Figure 1. Illustrations of visual interpolation. (A) Modal interpolation (Kanizsa triangle). A white triangle is perceived even though it is not drawn. (B) Amodal interpolation. A triangle is perceived despite partial occlusion by a disk. (C) Common incomplete object. The letter A is perceived from its fragments despite partial erasure.
We previously found that cortical activation in the frontal cortex and occipital cortex during incomplete-letter recognition was compared with complete-letter recognition using fNIRS (functional near-infrared spectroscopy). The findings demonstrated that the oxygenated hemoglobin concentration during the incomplete-letter recognition task was larger than the concentration during the complete-letter recognition task. Furthermore, significant differences in the oxygenated hemoglobin concentration were observed in the lateral prefrontal and occipital areas. These findings indicate that the lateral frontal cortex plays an important role in the recognition of incomplete objects.

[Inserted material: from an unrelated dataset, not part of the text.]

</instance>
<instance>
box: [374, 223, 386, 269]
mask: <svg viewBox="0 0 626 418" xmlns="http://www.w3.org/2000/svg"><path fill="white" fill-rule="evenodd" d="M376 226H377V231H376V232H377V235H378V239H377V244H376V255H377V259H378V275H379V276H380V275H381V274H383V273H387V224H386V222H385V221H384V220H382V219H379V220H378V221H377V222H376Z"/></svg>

We had previously used a quantitative method to measure visual interpolation ability (VIA) with partially erased letters (Jiang & Wang, 2007; 2008). This method may be used to evaluate the subtle decline in visual function of healthy subjects who show no cognitive impairment in conventional examinations. Leukoaraiosis (LA) has been found through neuroimaging and is caused by pathological changes such as demyelinization, gliosis, vessel lipohyalinosis, and disturbed blood-brain exchange (Breteler et al., 1994). Postmortem studies have indicated that LA is associated with degenerative changes in arterioles that are related to atherosclerosis (Hachinski, Potter & Merskey, 1987). This finding suggests that cerebral arteriosclerosis of the penetrating vessels is the main factor responsible for LA pathogenesis. However, a small extent of LA is frequently can be diagnosed in young people, although the pathogenic implications of these diagnoses remain unclear (Moody, Thore, Anstrom, Challa & Langefeld et al., 2004; Park, Yasuda, Toyonaga, Yamada & Nakabayashi et al., 2007). On the other hand, a large extent of LA diagnosed in elderly patients is well known to be caused by near infarcts that result in recurrent stroke and cognitive impairment, especially of the frontal lobe (Moody et al., 2004). In the present study, we used a novel VIA measurement method to determine whether the small extent of LA diagnosed in healthy middle-aged individuals affects visual cognitive function.